Onda de aperto dos bancos centrais globais reiniciada sob impacto energético
Portal de Notícias Financeiras, 17 de setembro—— A tendência geral das políticas dos bancos centrais globais é o principal indicador antecipado da liquidez do mercado e do desempenho dos ativos
Em setembro de 2026, a escalada contínua dos conflitos geopolíticos no Oriente Médio e o aumento do risco no transporte marítimo pelo Mar Vermelho impulsionaram novamente a alta dos preços internacionais do petróleo, reacendendo as pressões inflacionárias globais.

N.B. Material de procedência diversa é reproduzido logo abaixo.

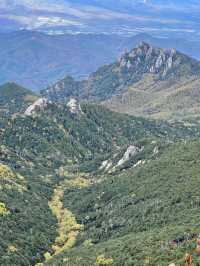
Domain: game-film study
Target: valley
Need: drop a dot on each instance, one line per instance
(105, 170)
(82, 185)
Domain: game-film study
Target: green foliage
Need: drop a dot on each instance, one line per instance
(111, 214)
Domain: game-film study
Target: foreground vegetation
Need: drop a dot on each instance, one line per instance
(59, 207)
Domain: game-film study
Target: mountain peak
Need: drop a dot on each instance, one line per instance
(148, 59)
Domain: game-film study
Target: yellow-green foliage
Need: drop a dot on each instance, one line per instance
(12, 248)
(10, 179)
(68, 228)
(103, 261)
(3, 209)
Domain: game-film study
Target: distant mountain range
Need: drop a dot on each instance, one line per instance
(160, 18)
(36, 60)
(97, 187)
(147, 81)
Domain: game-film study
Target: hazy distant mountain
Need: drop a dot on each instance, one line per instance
(166, 18)
(35, 60)
(146, 81)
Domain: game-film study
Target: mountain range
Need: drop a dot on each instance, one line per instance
(147, 81)
(36, 60)
(82, 185)
(100, 167)
(160, 18)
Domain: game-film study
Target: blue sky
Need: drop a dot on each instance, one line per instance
(117, 16)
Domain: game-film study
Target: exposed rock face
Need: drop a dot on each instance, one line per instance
(131, 151)
(74, 107)
(147, 59)
(40, 103)
(106, 165)
(109, 166)
(113, 79)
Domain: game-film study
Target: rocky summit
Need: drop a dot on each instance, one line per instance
(144, 82)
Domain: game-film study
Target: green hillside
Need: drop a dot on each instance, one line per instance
(95, 187)
(147, 81)
(134, 216)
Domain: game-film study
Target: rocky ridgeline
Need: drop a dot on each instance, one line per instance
(114, 79)
(148, 59)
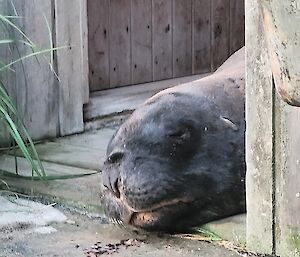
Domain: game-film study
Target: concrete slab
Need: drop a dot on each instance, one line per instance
(232, 229)
(17, 211)
(82, 192)
(86, 150)
(112, 101)
(79, 232)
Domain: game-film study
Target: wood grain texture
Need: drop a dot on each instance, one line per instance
(98, 41)
(182, 38)
(287, 182)
(220, 32)
(201, 36)
(162, 39)
(259, 146)
(141, 41)
(69, 65)
(237, 25)
(120, 61)
(84, 51)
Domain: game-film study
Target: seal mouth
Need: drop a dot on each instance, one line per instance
(144, 216)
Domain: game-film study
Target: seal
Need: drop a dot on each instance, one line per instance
(179, 160)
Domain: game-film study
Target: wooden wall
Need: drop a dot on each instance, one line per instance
(272, 135)
(49, 89)
(136, 41)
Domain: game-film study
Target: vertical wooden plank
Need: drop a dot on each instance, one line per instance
(98, 27)
(120, 55)
(182, 38)
(162, 39)
(37, 91)
(67, 20)
(201, 36)
(141, 41)
(259, 146)
(84, 51)
(287, 233)
(237, 25)
(220, 30)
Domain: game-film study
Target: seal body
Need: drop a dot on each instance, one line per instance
(178, 160)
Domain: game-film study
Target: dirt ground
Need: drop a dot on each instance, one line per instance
(85, 235)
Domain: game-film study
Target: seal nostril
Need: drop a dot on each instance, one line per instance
(115, 157)
(115, 188)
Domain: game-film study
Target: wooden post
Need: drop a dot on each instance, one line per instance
(70, 66)
(272, 143)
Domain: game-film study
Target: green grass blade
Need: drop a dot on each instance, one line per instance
(30, 55)
(17, 137)
(5, 98)
(207, 233)
(8, 22)
(6, 41)
(48, 177)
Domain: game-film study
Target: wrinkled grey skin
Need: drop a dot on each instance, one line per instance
(179, 160)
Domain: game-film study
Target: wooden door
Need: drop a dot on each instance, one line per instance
(137, 41)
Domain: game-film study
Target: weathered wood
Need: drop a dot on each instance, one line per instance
(37, 92)
(259, 148)
(162, 39)
(182, 38)
(237, 25)
(283, 37)
(98, 26)
(273, 213)
(120, 73)
(201, 36)
(84, 51)
(220, 32)
(141, 41)
(69, 64)
(287, 177)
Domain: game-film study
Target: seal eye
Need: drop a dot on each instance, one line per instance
(180, 135)
(115, 157)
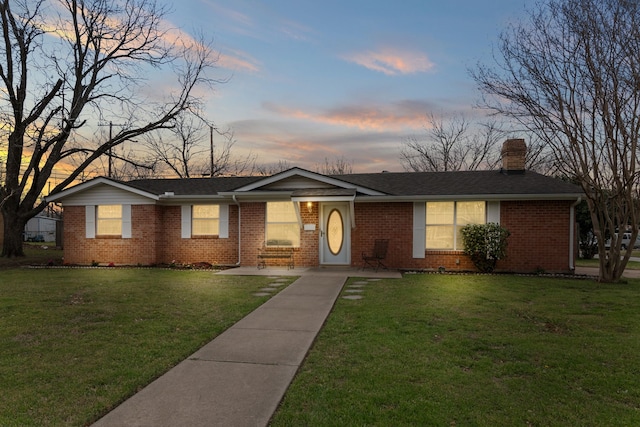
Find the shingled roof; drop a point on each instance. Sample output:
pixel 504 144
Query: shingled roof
pixel 462 183
pixel 465 183
pixel 192 186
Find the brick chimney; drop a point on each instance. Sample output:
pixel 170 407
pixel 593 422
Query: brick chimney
pixel 513 154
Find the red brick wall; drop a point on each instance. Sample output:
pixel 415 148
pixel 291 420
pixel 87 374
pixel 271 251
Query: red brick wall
pixel 539 237
pixel 253 232
pixel 156 238
pixel 139 249
pixel 209 249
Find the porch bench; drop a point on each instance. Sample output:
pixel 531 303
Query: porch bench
pixel 275 252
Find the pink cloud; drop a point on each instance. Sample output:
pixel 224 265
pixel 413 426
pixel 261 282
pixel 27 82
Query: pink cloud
pixel 392 61
pixel 366 117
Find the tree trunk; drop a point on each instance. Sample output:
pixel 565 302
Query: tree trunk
pixel 13 229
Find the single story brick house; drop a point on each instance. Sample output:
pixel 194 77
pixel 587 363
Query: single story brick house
pixel 324 220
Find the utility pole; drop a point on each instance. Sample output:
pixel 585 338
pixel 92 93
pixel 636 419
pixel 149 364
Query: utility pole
pixel 110 153
pixel 211 149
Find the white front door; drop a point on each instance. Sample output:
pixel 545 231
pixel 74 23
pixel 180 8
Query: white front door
pixel 335 234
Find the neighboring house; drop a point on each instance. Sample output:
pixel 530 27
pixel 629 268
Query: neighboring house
pixel 326 220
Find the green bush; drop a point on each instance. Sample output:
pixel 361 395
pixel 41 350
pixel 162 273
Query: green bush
pixel 485 244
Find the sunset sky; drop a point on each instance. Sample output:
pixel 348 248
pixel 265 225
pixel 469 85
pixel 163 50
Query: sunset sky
pixel 350 79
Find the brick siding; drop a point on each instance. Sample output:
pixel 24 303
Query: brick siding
pixel 539 238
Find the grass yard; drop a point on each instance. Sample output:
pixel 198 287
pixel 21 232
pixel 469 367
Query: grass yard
pixel 76 342
pixel 474 350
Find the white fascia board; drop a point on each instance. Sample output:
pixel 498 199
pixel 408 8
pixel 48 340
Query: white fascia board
pixel 303 199
pixel 506 197
pixel 257 195
pixel 310 175
pixel 98 181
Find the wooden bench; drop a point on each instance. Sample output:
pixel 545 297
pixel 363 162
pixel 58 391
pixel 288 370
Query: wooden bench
pixel 275 252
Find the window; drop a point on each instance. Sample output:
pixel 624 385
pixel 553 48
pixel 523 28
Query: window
pixel 282 227
pixel 205 220
pixel 445 219
pixel 109 220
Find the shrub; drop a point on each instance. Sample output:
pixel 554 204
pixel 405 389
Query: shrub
pixel 485 244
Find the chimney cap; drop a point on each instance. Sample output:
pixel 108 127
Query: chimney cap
pixel 514 153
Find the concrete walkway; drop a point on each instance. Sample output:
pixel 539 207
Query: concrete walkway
pixel 239 378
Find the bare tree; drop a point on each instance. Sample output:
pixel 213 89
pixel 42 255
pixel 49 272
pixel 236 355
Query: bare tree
pixel 66 61
pixel 452 145
pixel 570 74
pixel 339 166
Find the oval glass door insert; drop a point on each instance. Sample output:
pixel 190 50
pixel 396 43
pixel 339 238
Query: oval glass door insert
pixel 335 232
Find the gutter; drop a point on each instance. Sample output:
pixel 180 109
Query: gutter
pixel 239 231
pixel 572 233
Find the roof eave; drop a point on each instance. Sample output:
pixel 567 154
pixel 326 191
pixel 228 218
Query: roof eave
pixel 489 197
pixel 99 181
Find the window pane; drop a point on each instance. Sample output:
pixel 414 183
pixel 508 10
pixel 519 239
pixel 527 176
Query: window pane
pixel 470 213
pixel 205 220
pixel 109 220
pixel 439 213
pixel 282 227
pixel 440 237
pixel 205 227
pixel 206 211
pixel 109 211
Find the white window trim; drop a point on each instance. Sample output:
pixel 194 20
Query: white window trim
pixel 223 222
pixel 298 222
pixel 492 215
pixel 90 221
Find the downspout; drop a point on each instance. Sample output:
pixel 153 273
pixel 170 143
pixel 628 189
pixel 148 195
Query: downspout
pixel 572 233
pixel 239 231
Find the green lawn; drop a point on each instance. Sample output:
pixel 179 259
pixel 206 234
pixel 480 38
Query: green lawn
pixel 423 350
pixel 474 350
pixel 76 342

Neste contexto, os bancos centrais das maiores economias desenvolvidas do G10 encerraram coletivamente o ciclo de afrouxamento e retomaram uma postura de aperto, com a política monetária mudando de “espera pela redução de juros” para “combate à inflação, preservação da resiliência”.
O ciclo da política monetária dos bancos centrais determina diretamente a liquidez das principais moedas globais como dólar, euro e iene, tornando-se o principal indicador líder dos mercados de ações, títulos, commodities e câmbio.
As divergências nas políticas dos bancos centrais aumentarão ainda mais a volatilidade e os movimentos estruturais nos mercados de câmbio e capitais globais. Este artigo reúne as taxas de juros de referência dos principais bancos centrais do mundo, do maior para o menor, oferecendo uma visão geral da liquidez global no futuro.
Taxa do Banco Central da Austrália: 4,35%, ciclo de aperto continua
O Banco Central da Austrália aumentou os juros três vezes este ano, eliminando totalmente o espaço de redução previsto para 2025; atualmente, a taxa de 4,35% é a mais alta entre as economias do G10.
Os dados de inflação de julho do país superaram amplamente as expectativas, com rigidez nos preços finais e uma pressão externa adicional dos preços de energia, fornecendo forte incentivo para o aperto do banco central.
O vice-presidente do banco central deixou claro que, na reunião de política monetária do final de setembro, será reavaliada a necessidade de novos aumentos. O mercado aposta amplamente que um novo aumento será decidido nesta reunião.
Como grande exportador de commodities, a inflação australiana é fortemente impactada pelos preços de energia e industriais. O ritmo subsequente de aperto seguirá restringindo a liquidez doméstica, impactando diretamente a cotação do dólar australiano e o mercado de ações local.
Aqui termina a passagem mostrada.